|
恋情
花園に降り立つ二人の間を風は流れ、黄色の小さな花弁は宙に舞い続けている。
しかし、風は同時に少女の―――――姫君の空の如き碧眼から絶え間なく零れ続ける雫、涙をもまた宙に遊ばせていた。
ここで二人が邂逅して、沈黙が場を支配するのは、いや空間が凍り付いて動きを止めるのはもはや何度目のことであったろうか。
その定かではない幾度目かの凝結を溶かしたのは、やはりまたしても姫君であった。
流れる涙もそのままに、ただ呆然とした顔のままで彼女は告げる。
「なんで、そんなこと、言うの?」
ともすれば風音にかき消されそうな程微かに響く声は、不思議なまでにはっきりとエドワードの耳に届いた。
それが、流れ続ける風の所為であったかはわからないが、確かに彼にはそう聞こえたのだ。
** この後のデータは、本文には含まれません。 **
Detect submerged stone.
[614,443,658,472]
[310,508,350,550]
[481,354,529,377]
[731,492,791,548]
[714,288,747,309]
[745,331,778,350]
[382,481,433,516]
そして直ぐに、その突然の問いに若干戸惑い、また疑問を抱く。
何故、とはどういった意味なのか理解できなかったのだ。
しかし姫の唇は再び、同じ内容を紡ぎだす。
「なんで、エドが、そんなこと言うの?」
自身の名を出されたことで、彼の困惑は更に強くなった。
しかし、答えを返さないわけにはいかない。
返さなければならないと本能的に感じた。
問いの意味はやはり理解することができなかったが、エドワードは躊躇いがちに口を開く。
「なんでって……だから、その………当たり前、だろ」
当たり前?と言わんばかりに姫君はエドワードを仰ぎ見る。
だが、そんな彼女を視界に収めぬまま、足元の花を敢えて見ながら彼は、忠実な臣として相応しい言葉を重ねた。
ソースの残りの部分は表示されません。